Tutorial 2: Diversify the Sunflowers Dataset


Tutorial is outdated

This tutorial uses a deprecated workflow of the Lightly Solution and will be removed in the future. Please refer to the new documentation and tutorials instead.

This tutorial highlights the basic functionality of selecting a subset in the web-app. You can use the CORESET selection strategy to choose a diverse subset of your dataset. This can be useful many purposes, e.g. for having a good subset of data to label or for creating a validation or test dataset that covers the complete sample space. Removing duplicate images can also help you in reducing bias and imbalances in your dataset.

What you will learn

  • Upload images and embeddings to the web-app via the Python package

  • Sample a diverse subset of your original dataset in the web-app

  • Download the filenames of the subset and use it to create a new local dataset folder.
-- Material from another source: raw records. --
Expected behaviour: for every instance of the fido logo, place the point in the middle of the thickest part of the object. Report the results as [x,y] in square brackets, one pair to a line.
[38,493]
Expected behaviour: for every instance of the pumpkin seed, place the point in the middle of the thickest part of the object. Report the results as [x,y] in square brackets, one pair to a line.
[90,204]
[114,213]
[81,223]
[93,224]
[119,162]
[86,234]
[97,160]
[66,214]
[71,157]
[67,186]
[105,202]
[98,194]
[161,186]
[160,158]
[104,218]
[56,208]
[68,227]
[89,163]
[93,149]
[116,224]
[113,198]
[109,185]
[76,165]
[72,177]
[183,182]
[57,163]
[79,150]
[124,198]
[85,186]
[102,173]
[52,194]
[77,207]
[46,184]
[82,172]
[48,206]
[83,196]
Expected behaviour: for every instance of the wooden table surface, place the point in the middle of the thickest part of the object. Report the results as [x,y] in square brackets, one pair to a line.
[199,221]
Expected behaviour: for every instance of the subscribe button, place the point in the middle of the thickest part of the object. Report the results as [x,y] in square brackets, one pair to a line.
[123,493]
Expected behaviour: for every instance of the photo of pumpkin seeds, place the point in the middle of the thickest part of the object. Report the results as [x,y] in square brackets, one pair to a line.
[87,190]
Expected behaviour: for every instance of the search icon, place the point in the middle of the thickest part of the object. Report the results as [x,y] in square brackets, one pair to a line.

You can use your own dataset or the one we provide for this tutorial. The dataset we provide consists of 734 images of sunflowers. You can download it here Sunflowers.zip.

To use the Lightly platform, we need to upload the dataset with embeddings to it. The first step for this is to train a self-supervised embedding model. Then, embed your dataset and lastly, upload the dataset and embeddings to the Lightly platform. These three steps can be done using a single terminal command from the lightly pip package: lightly-magic But first, we need to install lightly from the Python package index.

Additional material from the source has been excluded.